The stop flag is a single KV write that all trading loops check on every cycle. Flipping it from the dashboard halts all new positions within 15 minutes without touching any running infrastructure.

Tech Stack

  • Cloudflare Workers — edge compute, cron triggers (15-min, hourly, daily), zero cold starts on Workers Paid
  • Durable Objects — SQLite-backed per-asset state, serialized writes prevent concurrent mutations
  • D1 — trade log, signal snapshots, threshold history, daily summaries, optimizer state
  • KV — signal cache, config, regime label, stop flag
  • Hono v4 — HTTP routing and JSX SSR for the admin dashboard
  • Alpaca API v2 — paper trading execution, market clock, bar data (direct REST, no SDK — Workers-incompatible)
  • FRED, Finnhub, CNN — macro and sentiment signal sources (all free-tier)
  • trading-signals — pure TypeScript RSI, EMA, ATR, Bollinger — no native dependencies, runs in Workers
  • Zod — runtime schema validation on all external API responses
  • Vitest + @cloudflare/vitest-pool-workers — tests run in actual workerd runtime with real D1/KV/DO bindings

Outcomes

Tradebot v1.0 shipped March 31, 2026 with BTC paper trading and full infrastructure validation. v1.1 (April 3, 2026) extended to 4-asset multi-asset trading with market-hours gating.
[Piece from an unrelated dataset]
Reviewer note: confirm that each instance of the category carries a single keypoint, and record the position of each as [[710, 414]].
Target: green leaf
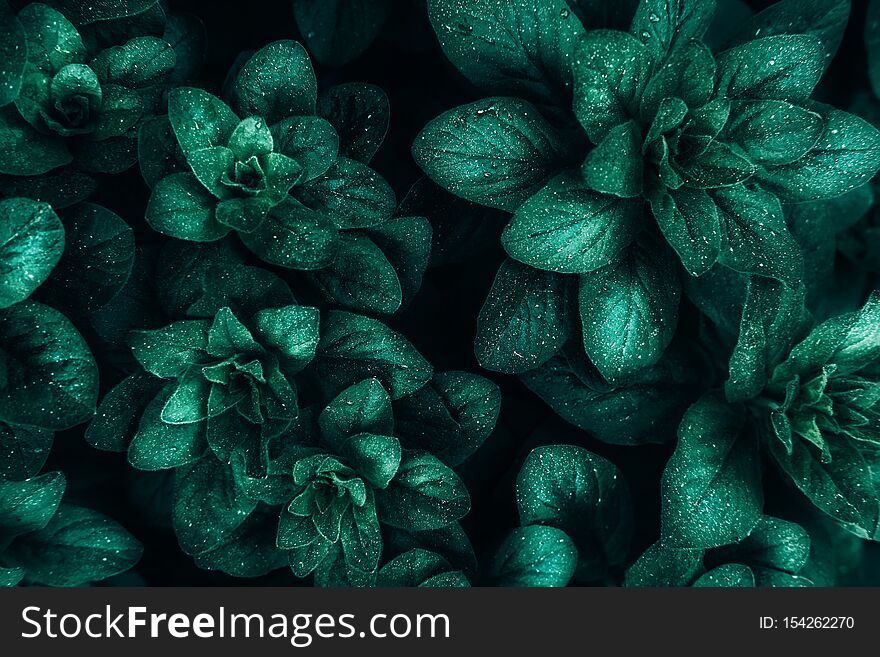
[[846, 156], [29, 505], [756, 237], [116, 420], [840, 487], [351, 194], [360, 113], [585, 496], [711, 487], [49, 375], [250, 550], [872, 42], [337, 31], [158, 152], [520, 48], [772, 318], [424, 494], [824, 19], [363, 407], [688, 219], [97, 262], [181, 207], [451, 417], [376, 458], [534, 556], [771, 131], [644, 410], [568, 228], [208, 506], [688, 74], [610, 76], [78, 546], [850, 342], [168, 352], [13, 54], [717, 166], [660, 565], [295, 237], [84, 12], [291, 331], [31, 243], [275, 83], [729, 575], [615, 166], [496, 152], [629, 311], [522, 323], [663, 25], [141, 62], [157, 445], [52, 40], [23, 450], [406, 243], [199, 120], [310, 140], [353, 348], [420, 568], [783, 67], [360, 278], [26, 152], [774, 543]]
The next milestone introduces LLM-assisted decision making — using a lightweight model to synthesize the signal snapshot and overlay qualitative reasoning on top of the quantitative confidence score.

The paper trading phase is doing two things simultaneously: validating the trading logic and accumulating training data. Every trade builds the labeled dataset that will eventually let the system evaluate whether its own signals are actually predictive.